<ワイルド7の設定>

 原作のワイルド7は警察では処理できない犯罪者を超法規的手段で殲滅するという「特殊警察」という位置づけであった。(と言っても警察とは一線を画しているので一概にそうとも言えないが)
 リーダーの飛葉は警視長、他のメンバーはそれぞれ警視正の階級を与えられており、襟の裏側に隠された階級章を「チラッ」と光らせると、それまで非協力的だった警察の偉いさんがたちどころに平伏するさまは、一種の清涼感さえ感じさせた。
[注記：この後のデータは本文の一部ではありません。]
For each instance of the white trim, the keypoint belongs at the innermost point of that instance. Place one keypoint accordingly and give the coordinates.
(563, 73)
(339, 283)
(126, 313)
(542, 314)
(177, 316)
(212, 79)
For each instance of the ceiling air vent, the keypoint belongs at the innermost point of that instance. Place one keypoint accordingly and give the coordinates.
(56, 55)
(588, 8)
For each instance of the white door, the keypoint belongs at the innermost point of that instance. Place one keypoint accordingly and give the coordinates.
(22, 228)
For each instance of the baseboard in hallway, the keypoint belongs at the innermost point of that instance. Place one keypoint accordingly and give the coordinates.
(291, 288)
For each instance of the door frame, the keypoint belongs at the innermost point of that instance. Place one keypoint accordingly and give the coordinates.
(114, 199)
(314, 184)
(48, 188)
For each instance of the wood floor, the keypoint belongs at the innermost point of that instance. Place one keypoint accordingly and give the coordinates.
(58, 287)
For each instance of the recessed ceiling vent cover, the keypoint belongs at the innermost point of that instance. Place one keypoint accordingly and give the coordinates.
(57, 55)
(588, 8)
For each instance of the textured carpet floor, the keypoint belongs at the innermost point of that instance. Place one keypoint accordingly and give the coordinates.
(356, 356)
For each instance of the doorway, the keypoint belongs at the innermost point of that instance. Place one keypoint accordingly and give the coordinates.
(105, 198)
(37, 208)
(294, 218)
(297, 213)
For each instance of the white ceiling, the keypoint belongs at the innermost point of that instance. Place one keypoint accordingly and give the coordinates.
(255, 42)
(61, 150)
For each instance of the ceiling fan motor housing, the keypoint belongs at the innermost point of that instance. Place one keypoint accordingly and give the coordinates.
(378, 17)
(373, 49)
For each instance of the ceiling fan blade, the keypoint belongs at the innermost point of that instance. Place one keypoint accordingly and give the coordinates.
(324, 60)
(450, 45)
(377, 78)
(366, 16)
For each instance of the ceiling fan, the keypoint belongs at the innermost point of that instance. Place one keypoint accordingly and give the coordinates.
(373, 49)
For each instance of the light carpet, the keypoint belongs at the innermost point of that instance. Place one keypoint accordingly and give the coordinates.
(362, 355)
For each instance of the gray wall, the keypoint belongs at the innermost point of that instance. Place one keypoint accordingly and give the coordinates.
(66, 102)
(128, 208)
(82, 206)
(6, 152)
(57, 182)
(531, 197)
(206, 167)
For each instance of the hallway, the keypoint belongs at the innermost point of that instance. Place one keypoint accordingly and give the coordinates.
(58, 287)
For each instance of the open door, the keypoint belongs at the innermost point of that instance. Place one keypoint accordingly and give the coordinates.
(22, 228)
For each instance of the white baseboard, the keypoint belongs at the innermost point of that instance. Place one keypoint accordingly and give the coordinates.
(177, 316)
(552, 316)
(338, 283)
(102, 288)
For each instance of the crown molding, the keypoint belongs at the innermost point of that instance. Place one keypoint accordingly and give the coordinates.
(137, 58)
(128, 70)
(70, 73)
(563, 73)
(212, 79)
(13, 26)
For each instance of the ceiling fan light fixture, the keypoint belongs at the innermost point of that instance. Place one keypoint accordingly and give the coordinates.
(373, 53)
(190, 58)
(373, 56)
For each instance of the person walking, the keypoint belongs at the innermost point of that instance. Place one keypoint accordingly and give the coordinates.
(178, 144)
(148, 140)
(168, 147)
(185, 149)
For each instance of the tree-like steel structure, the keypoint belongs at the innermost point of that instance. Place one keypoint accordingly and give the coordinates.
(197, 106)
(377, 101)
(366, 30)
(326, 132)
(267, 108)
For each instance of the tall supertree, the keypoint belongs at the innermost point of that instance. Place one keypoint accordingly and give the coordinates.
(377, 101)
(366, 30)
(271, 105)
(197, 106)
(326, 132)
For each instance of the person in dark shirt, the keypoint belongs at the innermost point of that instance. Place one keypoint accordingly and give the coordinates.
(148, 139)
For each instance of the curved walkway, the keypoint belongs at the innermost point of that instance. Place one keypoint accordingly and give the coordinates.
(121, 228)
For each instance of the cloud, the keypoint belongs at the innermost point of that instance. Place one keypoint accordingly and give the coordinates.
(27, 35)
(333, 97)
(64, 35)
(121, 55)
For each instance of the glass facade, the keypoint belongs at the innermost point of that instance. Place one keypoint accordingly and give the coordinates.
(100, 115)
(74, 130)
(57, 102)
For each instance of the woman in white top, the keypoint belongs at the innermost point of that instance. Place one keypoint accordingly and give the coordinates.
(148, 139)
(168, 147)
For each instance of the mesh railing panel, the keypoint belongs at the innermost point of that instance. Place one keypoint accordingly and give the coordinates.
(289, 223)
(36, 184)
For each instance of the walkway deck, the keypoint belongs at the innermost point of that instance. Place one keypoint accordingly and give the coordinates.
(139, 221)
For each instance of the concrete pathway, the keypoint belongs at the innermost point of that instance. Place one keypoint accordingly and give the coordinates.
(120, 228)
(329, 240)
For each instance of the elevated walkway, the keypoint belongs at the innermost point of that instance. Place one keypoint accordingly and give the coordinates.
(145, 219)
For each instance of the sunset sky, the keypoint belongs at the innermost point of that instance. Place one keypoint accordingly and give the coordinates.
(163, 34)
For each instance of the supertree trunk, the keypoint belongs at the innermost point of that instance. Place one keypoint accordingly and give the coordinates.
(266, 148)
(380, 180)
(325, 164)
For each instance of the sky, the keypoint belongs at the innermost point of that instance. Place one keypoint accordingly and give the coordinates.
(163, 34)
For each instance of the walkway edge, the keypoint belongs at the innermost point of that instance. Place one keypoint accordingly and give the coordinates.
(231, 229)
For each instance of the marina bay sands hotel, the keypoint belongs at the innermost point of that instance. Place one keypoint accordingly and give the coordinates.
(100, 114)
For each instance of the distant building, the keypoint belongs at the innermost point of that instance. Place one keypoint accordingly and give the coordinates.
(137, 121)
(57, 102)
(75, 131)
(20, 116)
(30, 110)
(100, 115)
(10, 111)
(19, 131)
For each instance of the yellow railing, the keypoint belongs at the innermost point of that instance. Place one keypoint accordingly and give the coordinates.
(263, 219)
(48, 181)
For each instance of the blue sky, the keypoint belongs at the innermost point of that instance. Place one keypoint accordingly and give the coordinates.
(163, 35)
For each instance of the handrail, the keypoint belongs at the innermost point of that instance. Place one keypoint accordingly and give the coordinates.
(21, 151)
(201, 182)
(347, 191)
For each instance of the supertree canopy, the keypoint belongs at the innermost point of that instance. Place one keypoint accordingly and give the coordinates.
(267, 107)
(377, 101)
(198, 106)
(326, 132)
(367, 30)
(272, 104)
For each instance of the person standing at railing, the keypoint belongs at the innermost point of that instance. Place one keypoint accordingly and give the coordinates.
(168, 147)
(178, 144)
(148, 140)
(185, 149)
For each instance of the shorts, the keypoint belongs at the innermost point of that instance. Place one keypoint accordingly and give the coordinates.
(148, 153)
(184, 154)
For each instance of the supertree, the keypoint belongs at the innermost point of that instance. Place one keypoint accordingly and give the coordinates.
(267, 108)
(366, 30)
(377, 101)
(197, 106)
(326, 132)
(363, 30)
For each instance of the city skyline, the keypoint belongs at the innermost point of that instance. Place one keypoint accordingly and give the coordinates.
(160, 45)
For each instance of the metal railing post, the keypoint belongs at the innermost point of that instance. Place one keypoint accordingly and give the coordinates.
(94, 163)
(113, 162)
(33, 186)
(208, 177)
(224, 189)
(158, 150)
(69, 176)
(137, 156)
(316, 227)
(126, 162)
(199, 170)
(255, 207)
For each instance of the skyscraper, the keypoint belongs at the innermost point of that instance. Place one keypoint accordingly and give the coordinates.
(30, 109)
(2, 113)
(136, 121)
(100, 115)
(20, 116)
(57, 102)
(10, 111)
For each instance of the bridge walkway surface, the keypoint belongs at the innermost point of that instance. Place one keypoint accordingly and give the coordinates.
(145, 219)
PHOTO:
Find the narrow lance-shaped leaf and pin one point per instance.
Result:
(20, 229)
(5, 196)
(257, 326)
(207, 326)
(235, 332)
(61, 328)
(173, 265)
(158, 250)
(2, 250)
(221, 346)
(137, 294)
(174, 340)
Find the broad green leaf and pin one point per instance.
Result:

 一方、実写版では国際秘密警察の協力機関(なんじゃそりゃ?)メンバーは全て「国際秘密警察の協力員」という設定に変わっている。
スケールは国際規模だがとどのつまりはパートなのである。パートゆえに薄給で働いているのであろう。
 原作では悪徳政治家から金を巻き上げたり、悪党から奪い返した金塊の1割をちゃっかり着服するなどして稼いでいたが、実写版ではその手のシーンは一切なし!給与はいったいどうなっているのだろう?命がけの割に退職金は750ccのバイク一台分しか出ないようだし(10話「卍コンテナ」)

 秘密警察という割には公然と「秘密警察」を名乗っていたりもする(12話「悪魔のライダー」)。考えようによってはかなりヤバイ名称ではある。

また番組の方針のためか、階級にものを言わせるシーンは殆どなし(1話「復讐のヘアピンサーカス」と12話「悪魔のライダー」ぐらい)。
原作では階級章が捜査令状であり、警察手帳代わりだったのに、それに代わる礼状も身分証明も一切なし。はたから見れば白バイ警官もどきがバイクで暴走し、銃をぶっ放すというただの危ない集団となってしまった。

・・・問答無用で射殺されるほうもたまったものではない。

 別項にて述べるが、彼らが相手にするのは国際的な犯罪組織「ブラックスパイダー」。
だからといってワイルド7は世界各国を飛び回って活躍するわけでもなく活動場所は日本国内。
さらに行動範囲は東京都(甲州街道沿い)、群馬県伊香保温泉、静岡県御殿場市を頂点としたエリア内に限られている。(地図参照)
大門軍団やGメン75の皆さんよりも活動範囲が狭いのである。
ワイルド7=国際警察ならば彼らは「宇宙Gメン」(う、渋すぎ)と感じるのは飛間だけだろうか?

 犯人を即座に処刑するという合理的な設定は原作譲りである。
が、問題は時折見せる彼らの無責任さにある。暴れるだけ暴れて敵を殲滅するわけでもなく、中途半端なまま「あとは警察に任せます」、「そんなもんは警察に任せりゃいい」と夕日をバックにバックれてしまうのである!・・・おいおい君らも警察官だろ!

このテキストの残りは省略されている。